Integration of new technologies is seen as less of a challenge than it was in the past but IT security concerns are increasing dramatically, according to a review of IT auditing best practice that has also found that risk management of third parties is rising rapidly.
The latest annual ISACA-Protiviti IT Audit Benchmarking Survey found IT security to be the top-of-mind concern amongst IT audit leaders, who are increasingly engaging with executives and courting IT project leaders as they work to increase the visibility of risk management within major IT rollouts.
Getting that visibility remains difficult for many IT audit specialists, with only 55 percent of the 1062 respondents saying they regularly attend audit committee meetings. This was well up over historical figures – in 2012 the figure was just 22 percent – but well behind world leader Asia, where 87 percent of IT audit directors regularly attend audit committee meetings.
These figures reflect the relative profile of IT auditors – whose remit increasingly includes evaluation of and remediation of cybersecurity risk – within the company’s overall business function. And while Oceania businesses were relatively high by world standards – 75 percent of IT audit directors regularly attend audit committee meetings, compared with just 42 percent in North America –even that presence isn’t a guarantee of robust IT risk management.
Indeed, just 25 percent of participating organisations update their IT audit risk assessments once per quarter or more frequently – suggesting that most IT auditing functions are established on a set-and-forget basis that may not reflect the rapidly changing nature of the organisation and its technology.
Involving IT auditors later in the game can come back to bite businesses that may only come to find cybersecurity issues late in the game, or even after systems are deployed.
“Seeing greater involvement by IT audit in significant technology projects is a positive trend, especially considering the dynamic nature of technology and critical risks related to security and privacy,” said Christos Dimitriadis, chair of ISACA’s board of directors and group director of information security for INTRALOT in a statement.
“Having IT audit bring a mindset of risk and control to these projects can be highly advantageous,” he continued. “However, our results show that IT audit is more involved in the post-implementation stages of these projects versus earlier planning and design stages. With a solid foundation of assurance on the front end, organisations can have the confidence they need to be innovative and fast-paced in pursuit of their business goals.”
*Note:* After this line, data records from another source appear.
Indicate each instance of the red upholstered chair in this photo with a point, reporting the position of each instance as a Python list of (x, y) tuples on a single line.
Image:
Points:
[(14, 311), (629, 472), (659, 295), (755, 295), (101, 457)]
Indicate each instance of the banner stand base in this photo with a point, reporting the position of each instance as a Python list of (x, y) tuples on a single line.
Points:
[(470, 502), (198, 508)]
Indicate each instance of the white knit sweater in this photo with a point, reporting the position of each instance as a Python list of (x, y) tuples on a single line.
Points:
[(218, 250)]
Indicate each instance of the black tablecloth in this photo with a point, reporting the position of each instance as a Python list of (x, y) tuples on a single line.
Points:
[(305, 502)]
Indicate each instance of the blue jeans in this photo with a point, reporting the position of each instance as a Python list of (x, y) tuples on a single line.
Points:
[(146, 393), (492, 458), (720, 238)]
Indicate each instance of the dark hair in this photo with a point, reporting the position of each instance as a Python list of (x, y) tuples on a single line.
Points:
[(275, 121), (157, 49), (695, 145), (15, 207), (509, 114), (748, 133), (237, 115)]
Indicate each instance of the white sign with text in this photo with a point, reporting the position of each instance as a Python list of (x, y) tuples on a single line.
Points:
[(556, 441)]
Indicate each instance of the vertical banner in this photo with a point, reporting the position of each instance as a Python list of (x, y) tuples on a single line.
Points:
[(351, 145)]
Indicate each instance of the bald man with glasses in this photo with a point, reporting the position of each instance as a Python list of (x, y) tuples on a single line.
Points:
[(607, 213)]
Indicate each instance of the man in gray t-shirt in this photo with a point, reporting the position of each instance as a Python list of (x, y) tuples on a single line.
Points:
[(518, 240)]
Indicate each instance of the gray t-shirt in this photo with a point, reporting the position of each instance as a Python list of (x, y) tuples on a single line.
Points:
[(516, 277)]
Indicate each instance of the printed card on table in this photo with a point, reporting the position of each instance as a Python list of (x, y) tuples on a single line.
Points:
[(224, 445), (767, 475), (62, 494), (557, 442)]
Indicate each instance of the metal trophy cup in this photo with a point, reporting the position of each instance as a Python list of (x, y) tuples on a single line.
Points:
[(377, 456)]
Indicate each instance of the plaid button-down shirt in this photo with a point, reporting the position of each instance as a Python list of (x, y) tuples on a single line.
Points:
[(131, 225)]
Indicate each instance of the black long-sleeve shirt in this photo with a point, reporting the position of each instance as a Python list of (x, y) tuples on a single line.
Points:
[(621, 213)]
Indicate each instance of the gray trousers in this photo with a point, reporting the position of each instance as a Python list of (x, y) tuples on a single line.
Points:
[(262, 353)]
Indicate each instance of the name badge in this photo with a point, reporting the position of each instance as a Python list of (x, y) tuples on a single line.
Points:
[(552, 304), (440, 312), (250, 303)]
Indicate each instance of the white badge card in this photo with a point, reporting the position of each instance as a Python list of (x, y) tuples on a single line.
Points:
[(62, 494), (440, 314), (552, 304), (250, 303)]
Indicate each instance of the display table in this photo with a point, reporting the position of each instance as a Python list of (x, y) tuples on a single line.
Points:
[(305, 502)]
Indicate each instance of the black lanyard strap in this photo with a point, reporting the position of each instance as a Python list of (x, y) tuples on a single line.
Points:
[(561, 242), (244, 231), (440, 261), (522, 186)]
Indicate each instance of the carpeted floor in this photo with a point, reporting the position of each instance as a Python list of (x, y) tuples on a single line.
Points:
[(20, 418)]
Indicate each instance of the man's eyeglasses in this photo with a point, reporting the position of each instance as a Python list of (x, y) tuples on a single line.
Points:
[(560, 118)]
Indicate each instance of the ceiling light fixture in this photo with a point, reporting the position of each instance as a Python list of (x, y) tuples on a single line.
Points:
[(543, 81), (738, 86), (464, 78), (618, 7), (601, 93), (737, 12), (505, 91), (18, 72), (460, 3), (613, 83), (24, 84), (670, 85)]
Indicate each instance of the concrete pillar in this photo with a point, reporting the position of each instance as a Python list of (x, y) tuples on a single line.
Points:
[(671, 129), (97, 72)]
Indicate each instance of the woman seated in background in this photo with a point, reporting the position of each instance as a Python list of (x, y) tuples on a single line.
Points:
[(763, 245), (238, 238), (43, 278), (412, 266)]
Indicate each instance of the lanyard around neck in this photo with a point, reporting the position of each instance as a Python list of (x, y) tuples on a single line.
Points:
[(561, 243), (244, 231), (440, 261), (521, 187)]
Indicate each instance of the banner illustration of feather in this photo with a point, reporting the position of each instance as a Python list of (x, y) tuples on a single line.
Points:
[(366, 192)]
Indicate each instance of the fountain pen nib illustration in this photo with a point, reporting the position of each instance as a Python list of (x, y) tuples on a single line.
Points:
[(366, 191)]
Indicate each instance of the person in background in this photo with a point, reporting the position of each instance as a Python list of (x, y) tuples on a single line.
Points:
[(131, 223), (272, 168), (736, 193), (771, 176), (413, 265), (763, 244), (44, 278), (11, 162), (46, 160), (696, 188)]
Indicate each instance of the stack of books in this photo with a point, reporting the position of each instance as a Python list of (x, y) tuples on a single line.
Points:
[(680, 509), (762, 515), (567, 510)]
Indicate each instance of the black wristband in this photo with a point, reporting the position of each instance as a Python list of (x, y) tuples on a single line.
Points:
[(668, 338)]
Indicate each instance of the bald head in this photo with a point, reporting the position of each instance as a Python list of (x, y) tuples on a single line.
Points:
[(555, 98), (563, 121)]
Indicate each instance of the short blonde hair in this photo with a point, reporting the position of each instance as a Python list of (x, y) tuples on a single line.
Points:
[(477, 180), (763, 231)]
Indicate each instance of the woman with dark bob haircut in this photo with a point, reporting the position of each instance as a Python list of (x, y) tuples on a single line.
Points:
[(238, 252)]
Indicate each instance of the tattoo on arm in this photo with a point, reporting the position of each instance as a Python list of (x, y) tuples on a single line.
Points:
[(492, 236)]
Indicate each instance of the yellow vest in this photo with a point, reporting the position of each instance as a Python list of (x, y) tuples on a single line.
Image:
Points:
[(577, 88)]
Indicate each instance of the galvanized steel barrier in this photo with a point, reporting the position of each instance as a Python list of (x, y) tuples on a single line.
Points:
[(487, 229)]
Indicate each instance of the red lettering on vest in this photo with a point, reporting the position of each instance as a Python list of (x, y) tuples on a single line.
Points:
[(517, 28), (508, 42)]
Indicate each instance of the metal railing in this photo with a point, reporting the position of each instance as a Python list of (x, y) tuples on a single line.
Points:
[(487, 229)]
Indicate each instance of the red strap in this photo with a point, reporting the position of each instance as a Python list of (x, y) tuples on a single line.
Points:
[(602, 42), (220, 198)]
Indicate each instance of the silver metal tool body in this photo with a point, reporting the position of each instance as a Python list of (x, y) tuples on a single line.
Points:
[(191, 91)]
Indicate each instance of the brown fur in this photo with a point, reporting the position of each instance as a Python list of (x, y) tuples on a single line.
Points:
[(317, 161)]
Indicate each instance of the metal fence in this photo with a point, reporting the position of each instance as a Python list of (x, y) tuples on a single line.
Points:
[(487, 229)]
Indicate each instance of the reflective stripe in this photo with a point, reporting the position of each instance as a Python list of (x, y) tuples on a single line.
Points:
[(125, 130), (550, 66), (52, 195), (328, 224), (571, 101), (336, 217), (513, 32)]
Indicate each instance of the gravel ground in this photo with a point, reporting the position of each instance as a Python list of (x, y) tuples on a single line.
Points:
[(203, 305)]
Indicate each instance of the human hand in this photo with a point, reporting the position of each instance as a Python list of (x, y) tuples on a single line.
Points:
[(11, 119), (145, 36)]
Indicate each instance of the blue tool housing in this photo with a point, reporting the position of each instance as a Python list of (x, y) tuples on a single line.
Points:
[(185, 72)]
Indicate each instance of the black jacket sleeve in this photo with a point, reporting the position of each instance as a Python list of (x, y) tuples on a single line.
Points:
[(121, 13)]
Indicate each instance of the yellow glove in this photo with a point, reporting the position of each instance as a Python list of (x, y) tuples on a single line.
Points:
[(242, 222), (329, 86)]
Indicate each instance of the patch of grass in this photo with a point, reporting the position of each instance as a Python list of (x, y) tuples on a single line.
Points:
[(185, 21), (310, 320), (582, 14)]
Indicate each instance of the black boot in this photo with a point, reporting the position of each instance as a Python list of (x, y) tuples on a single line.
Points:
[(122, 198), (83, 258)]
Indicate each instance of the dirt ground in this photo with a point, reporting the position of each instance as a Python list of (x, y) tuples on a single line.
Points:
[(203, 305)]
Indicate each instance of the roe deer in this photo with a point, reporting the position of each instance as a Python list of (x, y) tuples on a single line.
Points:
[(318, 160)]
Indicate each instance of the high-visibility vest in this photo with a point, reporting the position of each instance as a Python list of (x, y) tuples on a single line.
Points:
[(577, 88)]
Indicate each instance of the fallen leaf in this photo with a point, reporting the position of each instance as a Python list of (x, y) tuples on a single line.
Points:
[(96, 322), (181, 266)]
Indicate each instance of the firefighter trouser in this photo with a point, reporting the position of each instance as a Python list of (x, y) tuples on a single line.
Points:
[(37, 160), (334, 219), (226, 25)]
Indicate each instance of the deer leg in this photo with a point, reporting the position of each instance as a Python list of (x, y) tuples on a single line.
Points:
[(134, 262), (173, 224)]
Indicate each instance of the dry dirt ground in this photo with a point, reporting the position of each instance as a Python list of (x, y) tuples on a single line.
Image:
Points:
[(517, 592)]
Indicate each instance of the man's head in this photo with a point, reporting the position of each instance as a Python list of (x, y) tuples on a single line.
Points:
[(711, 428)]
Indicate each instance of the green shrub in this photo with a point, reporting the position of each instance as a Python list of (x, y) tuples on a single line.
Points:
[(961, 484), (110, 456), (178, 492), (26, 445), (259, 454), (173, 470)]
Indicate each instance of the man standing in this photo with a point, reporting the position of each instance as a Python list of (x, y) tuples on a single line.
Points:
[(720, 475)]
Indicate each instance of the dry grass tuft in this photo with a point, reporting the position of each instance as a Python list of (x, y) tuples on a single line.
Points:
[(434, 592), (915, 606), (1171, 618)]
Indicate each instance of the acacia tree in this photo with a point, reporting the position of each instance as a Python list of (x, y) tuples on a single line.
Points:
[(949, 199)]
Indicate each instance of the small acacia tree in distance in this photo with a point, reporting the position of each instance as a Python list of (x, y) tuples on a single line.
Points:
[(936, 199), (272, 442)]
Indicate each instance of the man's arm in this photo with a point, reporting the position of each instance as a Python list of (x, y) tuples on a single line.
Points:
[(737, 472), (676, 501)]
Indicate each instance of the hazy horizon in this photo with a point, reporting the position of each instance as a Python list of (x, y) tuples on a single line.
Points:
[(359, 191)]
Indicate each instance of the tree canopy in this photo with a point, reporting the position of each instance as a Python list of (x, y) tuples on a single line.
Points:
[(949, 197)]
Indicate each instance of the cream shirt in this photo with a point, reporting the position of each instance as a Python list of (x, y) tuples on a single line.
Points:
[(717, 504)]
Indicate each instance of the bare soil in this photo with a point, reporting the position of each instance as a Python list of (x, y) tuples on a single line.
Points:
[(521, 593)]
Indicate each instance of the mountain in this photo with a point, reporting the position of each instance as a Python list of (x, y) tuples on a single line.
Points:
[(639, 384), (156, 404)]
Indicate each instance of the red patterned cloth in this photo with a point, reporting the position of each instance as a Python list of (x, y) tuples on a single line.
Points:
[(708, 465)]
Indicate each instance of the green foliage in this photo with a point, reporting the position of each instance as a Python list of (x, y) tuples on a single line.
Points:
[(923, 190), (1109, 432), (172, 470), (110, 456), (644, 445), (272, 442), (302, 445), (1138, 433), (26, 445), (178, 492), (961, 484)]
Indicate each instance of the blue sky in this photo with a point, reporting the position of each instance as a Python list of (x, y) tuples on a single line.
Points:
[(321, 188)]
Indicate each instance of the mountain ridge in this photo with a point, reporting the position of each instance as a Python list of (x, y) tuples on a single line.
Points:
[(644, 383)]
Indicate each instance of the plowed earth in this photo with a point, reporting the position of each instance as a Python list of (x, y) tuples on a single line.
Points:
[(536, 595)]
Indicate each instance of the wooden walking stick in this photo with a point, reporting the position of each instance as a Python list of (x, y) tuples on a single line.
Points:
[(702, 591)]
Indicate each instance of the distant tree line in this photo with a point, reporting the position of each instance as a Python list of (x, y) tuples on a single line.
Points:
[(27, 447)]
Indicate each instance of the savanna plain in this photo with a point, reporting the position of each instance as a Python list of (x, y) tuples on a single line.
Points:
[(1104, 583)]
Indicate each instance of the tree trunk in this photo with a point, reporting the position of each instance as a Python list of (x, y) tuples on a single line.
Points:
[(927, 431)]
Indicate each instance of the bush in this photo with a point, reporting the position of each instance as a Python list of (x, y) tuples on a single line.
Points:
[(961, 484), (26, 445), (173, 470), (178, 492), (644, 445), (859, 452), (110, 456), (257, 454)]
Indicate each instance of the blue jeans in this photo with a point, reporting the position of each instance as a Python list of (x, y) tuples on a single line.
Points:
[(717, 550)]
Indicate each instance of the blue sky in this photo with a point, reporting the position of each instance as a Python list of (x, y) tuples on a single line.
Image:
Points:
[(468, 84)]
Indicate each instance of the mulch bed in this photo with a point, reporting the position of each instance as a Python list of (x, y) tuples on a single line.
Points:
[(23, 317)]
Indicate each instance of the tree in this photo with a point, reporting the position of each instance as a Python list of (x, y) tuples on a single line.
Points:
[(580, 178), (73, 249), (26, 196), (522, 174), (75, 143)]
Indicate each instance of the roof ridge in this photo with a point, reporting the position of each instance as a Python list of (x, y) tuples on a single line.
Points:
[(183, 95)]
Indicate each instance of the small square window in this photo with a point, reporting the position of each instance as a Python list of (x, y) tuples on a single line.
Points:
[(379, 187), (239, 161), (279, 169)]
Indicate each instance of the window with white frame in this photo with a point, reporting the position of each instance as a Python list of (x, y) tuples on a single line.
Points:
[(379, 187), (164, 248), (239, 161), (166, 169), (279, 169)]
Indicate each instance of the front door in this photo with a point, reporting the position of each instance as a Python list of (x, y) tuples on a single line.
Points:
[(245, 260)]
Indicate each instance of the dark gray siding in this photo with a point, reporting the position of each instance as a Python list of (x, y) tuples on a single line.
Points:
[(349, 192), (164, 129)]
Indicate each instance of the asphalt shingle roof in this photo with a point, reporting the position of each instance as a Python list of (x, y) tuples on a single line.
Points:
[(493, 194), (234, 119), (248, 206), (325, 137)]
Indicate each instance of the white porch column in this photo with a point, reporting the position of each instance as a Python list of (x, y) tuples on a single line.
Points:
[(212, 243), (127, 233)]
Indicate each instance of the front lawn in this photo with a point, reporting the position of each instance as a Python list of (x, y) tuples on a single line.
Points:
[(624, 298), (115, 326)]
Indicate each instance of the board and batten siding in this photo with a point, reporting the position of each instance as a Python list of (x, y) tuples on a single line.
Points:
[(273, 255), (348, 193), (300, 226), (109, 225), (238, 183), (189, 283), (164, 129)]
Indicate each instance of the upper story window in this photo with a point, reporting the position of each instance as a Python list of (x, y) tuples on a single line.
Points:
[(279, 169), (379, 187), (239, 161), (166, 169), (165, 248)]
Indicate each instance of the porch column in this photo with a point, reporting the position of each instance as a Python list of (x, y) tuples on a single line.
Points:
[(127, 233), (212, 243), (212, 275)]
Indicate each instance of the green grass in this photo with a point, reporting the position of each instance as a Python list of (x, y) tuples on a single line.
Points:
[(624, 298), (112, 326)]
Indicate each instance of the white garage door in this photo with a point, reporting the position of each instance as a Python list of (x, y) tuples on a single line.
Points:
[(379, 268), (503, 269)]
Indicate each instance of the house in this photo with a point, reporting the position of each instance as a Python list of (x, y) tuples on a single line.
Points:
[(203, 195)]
Building this foundation of assurance is easier said than done, however, since organisations across Australia and the rest of Oceania are moving quickly to establish themselves in areas with clear business benefits and attendant competitive advantage. Some 95 percent of businesses in the Oceania region had implemented an IT system or application in the last three years – well ahead of the response rate in other regions – and there were far more projects focused on improving the customer interface and improving employee collaboration than in Asia or North America.
Oceania businesses were also far less likely than other regions to be implementing infrastructure improvements, and more likely than European or North American companies to be implementing process automation. Oceania companies were also more likely to focus IT auditing efforts on areas such as project governance (53 percent compared with 50 percent in North America and Europe, and 37 percent in Asia) and evaluating the project’s risk management plan (50 percent, against 42 percent in North America and 39 percent in Asia).
These figures reinforce the picture of Australian businesses as being forward-looking and project-focused – although such a progressive outlook is not without its risks.
Indeed, respondents named the biggest risk factor for IT implementation projects as being the frequency of updates to project goals and outcomes. Budgets were also reviewed less than in other geographies, with just 21 percent of Oceania companies monitoring budget expenditure as against 41 percent in Africa, 29 percent in Europe and 22 percent in North America.
“This is also notable,” Dimitriadis said, “because a substantial percentage of IT projects tend to run over budget and behind schedule and fail to achieve the desired objectives. Audit committee members, in particular, are seeking greater assurance around critical IT risks and controls – internal audit and IT audit leaders must be prepared to demonstrate audit coverage of key areas and articulate where the highest risks remain.”
Several Australian organisations have recently led the charge in integrating IT risk management more closely with their development efforts, with companies including Telstra and Optus-affiliated Macquarie Group appointing teams to monitor cybersecurity within their ongoing project work.